In an order, Barnali Mukherjee, adjudicating officer (AO) of SEBI says, "I find that the noticee was under a statutory obligation to abide by and comply with the provisions of the circulars or directions issued by SEBI and stock exchanges, which they failed to do during the inspection period and continue till date. The provisions' very purpose is to deter wrongdoing and promote ethical conduct in the securities market. IFGL being a registered intermediary, is expected to take the statutory compliances seriously and take extra care to maintain a high degree of professionalism in the conduct of their business"
 
This action follows a detailed inspection of IFGL conducted by SEBI on 19 June 2023.
 
The inspection by SEBI identified two primary areas of non-compliance. IFGL was found to be engaging in fund-based activities, and multiple deficiencies were noted in its investor grievance redressal system. 
 
IFGL allegedly took Rs7.81 crore in unsecured loans, including Rs4.49 crore from six registered clients. IFGL claims these loans from associate companies are permitted under BSE and NSE circulars. "Rule 8(3)(f) of SCRR restricts non-securities business, but circulars allow loans for working capital from associated entities. It was confirmed that these clients are indeed associates of the IFGL, so the allegation of non-compliance does not hold," it contended.
 
During the inspection, SEBI found that the email ID used by IFGL for investor grievances was a personal email of the chief executive officer (CEO) and compliance officer, Rajneesh Kumar, which led to significant privacy and transparency issues.
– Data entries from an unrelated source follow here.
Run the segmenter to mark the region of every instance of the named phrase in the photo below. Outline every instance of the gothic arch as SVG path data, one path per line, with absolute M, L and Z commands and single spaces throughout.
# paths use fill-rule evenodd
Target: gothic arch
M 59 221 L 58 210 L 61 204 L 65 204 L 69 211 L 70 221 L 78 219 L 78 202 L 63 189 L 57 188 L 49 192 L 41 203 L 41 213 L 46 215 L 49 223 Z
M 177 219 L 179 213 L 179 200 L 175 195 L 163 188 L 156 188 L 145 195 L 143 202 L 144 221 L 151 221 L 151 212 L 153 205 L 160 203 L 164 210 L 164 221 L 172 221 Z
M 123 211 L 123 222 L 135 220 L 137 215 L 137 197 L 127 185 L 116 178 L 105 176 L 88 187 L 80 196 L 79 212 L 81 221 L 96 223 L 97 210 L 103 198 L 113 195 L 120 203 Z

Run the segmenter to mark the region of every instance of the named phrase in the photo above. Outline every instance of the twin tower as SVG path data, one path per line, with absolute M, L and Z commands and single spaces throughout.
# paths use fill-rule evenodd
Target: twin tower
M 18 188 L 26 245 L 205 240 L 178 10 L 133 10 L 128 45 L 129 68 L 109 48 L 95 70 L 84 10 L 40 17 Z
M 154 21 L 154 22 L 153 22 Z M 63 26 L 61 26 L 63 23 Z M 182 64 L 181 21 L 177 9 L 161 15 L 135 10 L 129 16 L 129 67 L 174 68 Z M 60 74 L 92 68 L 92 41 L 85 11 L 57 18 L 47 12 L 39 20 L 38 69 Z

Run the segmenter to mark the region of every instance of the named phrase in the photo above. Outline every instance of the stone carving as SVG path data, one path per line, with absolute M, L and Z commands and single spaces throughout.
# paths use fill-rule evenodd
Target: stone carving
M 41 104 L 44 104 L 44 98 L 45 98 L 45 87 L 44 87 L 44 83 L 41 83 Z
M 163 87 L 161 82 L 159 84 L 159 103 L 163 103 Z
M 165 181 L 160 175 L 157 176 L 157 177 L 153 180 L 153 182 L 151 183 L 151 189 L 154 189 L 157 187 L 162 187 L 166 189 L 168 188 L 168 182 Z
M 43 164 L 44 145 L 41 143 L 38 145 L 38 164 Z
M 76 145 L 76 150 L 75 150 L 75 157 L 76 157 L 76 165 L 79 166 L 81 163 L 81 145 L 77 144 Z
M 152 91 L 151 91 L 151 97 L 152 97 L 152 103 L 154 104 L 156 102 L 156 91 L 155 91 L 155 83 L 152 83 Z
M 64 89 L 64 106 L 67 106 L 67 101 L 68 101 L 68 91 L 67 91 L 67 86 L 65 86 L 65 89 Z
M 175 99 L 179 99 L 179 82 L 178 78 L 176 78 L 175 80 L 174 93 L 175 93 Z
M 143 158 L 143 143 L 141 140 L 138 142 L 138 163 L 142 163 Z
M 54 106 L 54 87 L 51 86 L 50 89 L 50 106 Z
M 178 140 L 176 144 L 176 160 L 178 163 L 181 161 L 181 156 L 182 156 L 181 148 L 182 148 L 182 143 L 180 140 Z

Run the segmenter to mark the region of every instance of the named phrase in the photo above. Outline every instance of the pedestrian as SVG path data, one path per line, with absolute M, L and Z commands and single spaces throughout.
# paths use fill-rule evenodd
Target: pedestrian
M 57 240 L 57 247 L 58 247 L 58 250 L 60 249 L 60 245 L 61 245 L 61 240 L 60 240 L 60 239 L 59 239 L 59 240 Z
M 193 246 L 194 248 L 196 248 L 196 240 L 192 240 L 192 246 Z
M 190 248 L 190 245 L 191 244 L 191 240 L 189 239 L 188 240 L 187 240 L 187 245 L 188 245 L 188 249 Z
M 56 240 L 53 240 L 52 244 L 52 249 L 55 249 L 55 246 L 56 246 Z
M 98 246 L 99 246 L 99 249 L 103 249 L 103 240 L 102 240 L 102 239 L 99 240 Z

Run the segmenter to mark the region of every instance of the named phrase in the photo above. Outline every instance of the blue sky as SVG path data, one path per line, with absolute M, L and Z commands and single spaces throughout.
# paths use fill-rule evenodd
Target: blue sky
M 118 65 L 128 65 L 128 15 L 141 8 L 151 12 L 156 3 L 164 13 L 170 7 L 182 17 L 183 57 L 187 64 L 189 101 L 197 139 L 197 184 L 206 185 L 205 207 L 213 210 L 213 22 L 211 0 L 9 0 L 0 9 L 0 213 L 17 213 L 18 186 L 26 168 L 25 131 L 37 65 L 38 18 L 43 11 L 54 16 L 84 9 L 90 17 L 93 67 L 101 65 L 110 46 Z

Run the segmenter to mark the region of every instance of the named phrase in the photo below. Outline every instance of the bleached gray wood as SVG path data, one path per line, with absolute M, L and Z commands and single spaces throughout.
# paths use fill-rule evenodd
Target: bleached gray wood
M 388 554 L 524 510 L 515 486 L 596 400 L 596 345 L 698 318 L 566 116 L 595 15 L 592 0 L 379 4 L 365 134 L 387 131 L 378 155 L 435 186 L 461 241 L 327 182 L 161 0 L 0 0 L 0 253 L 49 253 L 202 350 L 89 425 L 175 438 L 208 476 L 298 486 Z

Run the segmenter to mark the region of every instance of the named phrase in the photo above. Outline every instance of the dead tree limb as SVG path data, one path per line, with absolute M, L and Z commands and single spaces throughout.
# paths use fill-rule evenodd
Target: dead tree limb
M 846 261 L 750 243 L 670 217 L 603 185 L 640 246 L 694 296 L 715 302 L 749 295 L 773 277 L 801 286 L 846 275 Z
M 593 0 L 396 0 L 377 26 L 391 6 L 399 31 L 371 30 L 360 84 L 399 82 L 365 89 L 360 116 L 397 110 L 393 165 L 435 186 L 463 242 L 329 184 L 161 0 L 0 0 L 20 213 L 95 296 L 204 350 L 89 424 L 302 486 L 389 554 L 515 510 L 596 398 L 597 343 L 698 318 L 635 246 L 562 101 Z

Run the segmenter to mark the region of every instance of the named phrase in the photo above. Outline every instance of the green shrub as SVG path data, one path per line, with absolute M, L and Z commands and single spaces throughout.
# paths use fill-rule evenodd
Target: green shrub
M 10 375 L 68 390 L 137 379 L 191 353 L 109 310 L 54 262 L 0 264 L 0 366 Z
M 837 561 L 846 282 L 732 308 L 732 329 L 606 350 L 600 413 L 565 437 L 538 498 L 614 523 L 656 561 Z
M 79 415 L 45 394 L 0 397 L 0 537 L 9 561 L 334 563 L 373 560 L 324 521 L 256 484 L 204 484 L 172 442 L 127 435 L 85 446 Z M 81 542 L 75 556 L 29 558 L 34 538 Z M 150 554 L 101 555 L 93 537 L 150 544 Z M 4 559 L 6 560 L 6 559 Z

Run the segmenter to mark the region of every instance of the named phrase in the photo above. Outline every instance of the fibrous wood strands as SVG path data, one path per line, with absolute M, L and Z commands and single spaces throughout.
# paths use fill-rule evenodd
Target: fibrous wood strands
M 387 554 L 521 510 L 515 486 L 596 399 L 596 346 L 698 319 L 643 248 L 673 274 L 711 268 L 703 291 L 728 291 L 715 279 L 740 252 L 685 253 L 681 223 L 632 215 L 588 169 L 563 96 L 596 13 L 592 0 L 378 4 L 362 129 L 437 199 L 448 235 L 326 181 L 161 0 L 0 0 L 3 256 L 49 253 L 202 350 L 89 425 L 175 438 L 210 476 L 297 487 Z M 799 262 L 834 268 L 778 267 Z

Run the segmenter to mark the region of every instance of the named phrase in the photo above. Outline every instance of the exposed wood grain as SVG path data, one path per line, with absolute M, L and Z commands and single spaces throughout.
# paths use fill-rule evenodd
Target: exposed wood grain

This practice violated SEBI's directive that brokers must provide a designated email ID exclusively for investor grievances. 
 
Further, the inspection team was also denied access to this email account, which hindered the examination of complaints and their redressal status. In addition, the company's website lacked critical information, such as the investor charter for stock brokers and updated data on investor complaints. SEBI mandates that stock brokers disclose such data by the 7th of each succeeding month, which IFGL failed to do.
 
SEBI's inspection of IFGL highlighted significant non-compliance with regulatory provisions, particularly concerning the investor grievance system and the absence of necessary disclosures on the company's website.